A situação se agrava na Síria. Os combates na capital, Damasco, entraram, ontem, no terceiro dia. Testemunhas relataram choques entre rebeldes e forças do governo próximos ao Parlamento. As deserções entre militares continuam. Informações da Turquia dão conta que mais um general e outros oficiais estavam entre os 1.280 sírios que fugiram para aquele país na noite retrasada. A ONU anunciou que o número de refugiados sírios triplicou desde abril e já chega a quase 112 mil.

O governo do Iraque pediu que milhares de seus cidadãos que vivem na Síria retornem devido à escalada de violência na nação vizinha. Dezenas de milhares de iraquianos fugiram para a Síria durante o período mais duro da invasão americana, que derivou numa guerra sectária entre xiitas e sunitas. Mas a Síria de hoje está mais perigosa que o Iraque.

Recado assustador partiu da Casa Branca ao governo sírio: Damasco é responsável pela salvaguarda de suas armas químicas. Foi provocado por informações de que a ditadura Bashar Assad estaria movendo armas químicas de lugar, sem deixar claro se é uma precaução - para evitar que caiam na mão dos rebeldes, por exemplo - ou se teria outra finalidade, como privar o Ocidente de um argumento para intervir no país, supostamente para evitar que material sensível caia em mãos indevidas.

Nos 16 meses de conflito, mais de 17 mil pessoas morreram. Assad é líder de uma ditadura do partido árabe Baath (o mesmo de Saddam Hussein) que se apoia na minoria religiosa alawita (ramo do xiismo), 10% da população do país. O ditador, como seu pai, Hafez, é um homem duro que não faz concessões, não pensa em renunciar e não hesita em bombardear áreas civis, seja para desalojar rebeldes, seja para efeito de limpeza étnica contra os sunitas.

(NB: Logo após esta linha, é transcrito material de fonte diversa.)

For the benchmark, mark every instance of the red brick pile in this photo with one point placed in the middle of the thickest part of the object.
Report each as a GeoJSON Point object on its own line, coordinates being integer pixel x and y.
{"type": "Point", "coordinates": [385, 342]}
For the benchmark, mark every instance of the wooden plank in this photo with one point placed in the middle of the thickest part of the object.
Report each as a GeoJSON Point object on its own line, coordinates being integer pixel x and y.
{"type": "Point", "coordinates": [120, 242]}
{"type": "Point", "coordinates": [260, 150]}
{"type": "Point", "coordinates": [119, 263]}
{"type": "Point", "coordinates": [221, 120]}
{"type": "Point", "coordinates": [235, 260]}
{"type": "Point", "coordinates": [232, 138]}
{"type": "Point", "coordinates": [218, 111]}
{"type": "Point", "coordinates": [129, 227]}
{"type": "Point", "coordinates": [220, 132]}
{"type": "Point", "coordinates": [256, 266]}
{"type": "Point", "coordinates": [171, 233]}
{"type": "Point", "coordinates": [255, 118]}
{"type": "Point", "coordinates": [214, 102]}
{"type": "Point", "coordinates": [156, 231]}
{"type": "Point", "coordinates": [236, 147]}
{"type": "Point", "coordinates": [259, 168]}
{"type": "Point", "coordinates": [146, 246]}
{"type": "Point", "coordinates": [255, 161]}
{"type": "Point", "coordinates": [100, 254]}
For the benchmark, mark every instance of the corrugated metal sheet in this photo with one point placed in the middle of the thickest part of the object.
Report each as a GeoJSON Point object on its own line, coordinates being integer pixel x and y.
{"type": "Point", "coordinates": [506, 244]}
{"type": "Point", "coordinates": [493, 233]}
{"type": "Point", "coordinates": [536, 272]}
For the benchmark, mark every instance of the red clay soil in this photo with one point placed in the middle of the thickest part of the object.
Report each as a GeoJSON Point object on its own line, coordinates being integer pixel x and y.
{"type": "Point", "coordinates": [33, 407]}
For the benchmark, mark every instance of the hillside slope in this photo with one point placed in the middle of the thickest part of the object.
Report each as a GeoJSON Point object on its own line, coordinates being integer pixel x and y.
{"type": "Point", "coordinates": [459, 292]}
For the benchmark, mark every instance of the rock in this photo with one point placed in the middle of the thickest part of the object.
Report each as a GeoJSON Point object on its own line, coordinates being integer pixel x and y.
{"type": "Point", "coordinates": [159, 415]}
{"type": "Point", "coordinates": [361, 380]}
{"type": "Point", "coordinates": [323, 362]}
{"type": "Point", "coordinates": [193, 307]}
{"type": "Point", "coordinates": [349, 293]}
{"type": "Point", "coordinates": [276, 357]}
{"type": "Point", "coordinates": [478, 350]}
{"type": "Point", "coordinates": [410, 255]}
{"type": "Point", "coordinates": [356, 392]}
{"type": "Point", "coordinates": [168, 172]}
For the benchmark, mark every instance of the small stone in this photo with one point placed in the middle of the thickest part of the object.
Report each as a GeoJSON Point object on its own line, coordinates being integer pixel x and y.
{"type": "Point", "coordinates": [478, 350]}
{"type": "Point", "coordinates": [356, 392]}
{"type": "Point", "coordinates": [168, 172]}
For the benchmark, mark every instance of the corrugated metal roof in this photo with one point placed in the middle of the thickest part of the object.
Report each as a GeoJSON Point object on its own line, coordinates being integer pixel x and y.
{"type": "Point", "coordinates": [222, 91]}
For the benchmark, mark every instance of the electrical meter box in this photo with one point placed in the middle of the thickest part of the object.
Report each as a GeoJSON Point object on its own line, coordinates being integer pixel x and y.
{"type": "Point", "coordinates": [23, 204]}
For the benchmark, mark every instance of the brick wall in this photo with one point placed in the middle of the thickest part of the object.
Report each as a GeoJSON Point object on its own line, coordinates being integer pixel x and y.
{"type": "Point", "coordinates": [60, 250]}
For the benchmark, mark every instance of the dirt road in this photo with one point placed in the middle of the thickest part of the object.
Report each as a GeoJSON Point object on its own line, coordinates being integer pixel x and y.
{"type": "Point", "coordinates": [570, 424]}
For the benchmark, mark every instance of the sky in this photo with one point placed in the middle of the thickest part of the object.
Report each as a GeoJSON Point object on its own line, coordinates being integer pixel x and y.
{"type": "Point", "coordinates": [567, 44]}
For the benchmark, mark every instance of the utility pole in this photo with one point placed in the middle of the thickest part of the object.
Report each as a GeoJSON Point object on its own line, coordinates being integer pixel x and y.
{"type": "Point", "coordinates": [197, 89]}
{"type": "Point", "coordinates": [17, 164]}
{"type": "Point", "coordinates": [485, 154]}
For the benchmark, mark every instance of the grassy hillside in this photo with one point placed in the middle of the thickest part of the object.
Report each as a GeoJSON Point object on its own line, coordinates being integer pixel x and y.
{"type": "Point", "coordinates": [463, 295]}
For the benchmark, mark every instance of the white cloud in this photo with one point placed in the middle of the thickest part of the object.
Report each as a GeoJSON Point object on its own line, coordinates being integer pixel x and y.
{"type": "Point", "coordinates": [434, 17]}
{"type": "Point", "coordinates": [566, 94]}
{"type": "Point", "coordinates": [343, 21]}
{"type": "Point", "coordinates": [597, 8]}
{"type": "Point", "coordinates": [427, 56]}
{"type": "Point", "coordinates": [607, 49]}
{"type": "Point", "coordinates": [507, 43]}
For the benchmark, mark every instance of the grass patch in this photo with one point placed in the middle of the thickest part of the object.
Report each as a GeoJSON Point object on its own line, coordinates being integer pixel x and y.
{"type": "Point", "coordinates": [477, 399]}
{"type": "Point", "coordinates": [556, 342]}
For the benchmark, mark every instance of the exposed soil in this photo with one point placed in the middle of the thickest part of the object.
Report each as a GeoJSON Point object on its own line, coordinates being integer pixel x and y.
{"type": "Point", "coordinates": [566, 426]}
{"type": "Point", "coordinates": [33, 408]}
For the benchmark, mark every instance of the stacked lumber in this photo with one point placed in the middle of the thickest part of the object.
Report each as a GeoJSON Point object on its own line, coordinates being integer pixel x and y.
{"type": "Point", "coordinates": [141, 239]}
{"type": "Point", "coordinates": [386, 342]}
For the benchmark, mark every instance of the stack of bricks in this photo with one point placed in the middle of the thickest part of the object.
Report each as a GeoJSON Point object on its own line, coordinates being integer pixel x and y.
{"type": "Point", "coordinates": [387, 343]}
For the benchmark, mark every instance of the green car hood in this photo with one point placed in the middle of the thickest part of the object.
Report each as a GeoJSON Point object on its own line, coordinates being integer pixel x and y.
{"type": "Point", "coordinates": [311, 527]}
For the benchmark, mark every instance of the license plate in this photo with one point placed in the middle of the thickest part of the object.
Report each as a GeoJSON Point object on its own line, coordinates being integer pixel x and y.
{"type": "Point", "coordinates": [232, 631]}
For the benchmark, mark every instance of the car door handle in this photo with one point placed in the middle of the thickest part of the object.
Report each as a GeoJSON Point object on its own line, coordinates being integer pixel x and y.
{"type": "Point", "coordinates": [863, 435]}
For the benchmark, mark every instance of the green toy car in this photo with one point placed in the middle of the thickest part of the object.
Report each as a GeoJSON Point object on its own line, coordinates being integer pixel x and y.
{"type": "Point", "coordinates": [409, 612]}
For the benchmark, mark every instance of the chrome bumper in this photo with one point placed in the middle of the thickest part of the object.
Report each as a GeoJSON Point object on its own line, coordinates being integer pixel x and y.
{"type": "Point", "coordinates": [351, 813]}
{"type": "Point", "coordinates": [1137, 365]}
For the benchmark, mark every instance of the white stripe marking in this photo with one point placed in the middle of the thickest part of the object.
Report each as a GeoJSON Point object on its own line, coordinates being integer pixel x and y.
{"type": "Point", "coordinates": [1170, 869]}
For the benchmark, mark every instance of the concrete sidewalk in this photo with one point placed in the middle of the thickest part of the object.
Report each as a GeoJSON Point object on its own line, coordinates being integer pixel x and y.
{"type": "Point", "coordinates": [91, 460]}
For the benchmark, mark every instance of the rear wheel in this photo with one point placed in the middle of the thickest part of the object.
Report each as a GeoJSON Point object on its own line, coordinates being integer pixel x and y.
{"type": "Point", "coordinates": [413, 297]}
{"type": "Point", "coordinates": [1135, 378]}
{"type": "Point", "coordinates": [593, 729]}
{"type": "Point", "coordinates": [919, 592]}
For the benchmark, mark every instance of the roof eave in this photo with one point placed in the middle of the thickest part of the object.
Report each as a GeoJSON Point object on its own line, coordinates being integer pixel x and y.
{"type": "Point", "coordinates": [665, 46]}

O jornal "El Pais" levantou a possibilidade de, em última instância, o governo e a população alawita se deslocarem para o Noroeste do país, levando boa parte das armas do Exército, para formar um enclave. Seria um movimento às avessas do executado por potências coloniais de juntar povos de diferentes etnias e religiões em países com fronteiras traçadas artificialmente. No caso da Síria e do Líbano, a França.

Os dois principais diplomatas envolvidos continuam trabalhando intensamente. Ban Ki-moon, secretário-geral da ONU, foi a Pequim tentar convencer o governo chinês a desobstruir uma resolução do Conselho de Segurança criando novas e mais duras sanções contra a ditadura Assad e autorizando ações para colocá-las em prática. Mau presságio: o jornal oficial "Diário do Povo" continua defendendo uma solução política, sem uso da força. Kofi Annan, antecessor de Ban na ONU e autor do único plano para um cessar-fogo, foi a Moscou pedir o mesmo ao presidente Putin.

O Conselho de Segurança vota hoje o projeto de resolução que autoriza medidas mais duras contra Assad. Deverá ser mais do mesmo: vetos de Rússia e China. Enquanto isso, a guerra civil chegou a um ponto sem retorno e deverá ser decidida no campo de luta. Morrem rebeldes e soldados, é certo, mas morrem ainda mais civis, cujo martírio deve ser debitado na conta de Moscou e Pequim.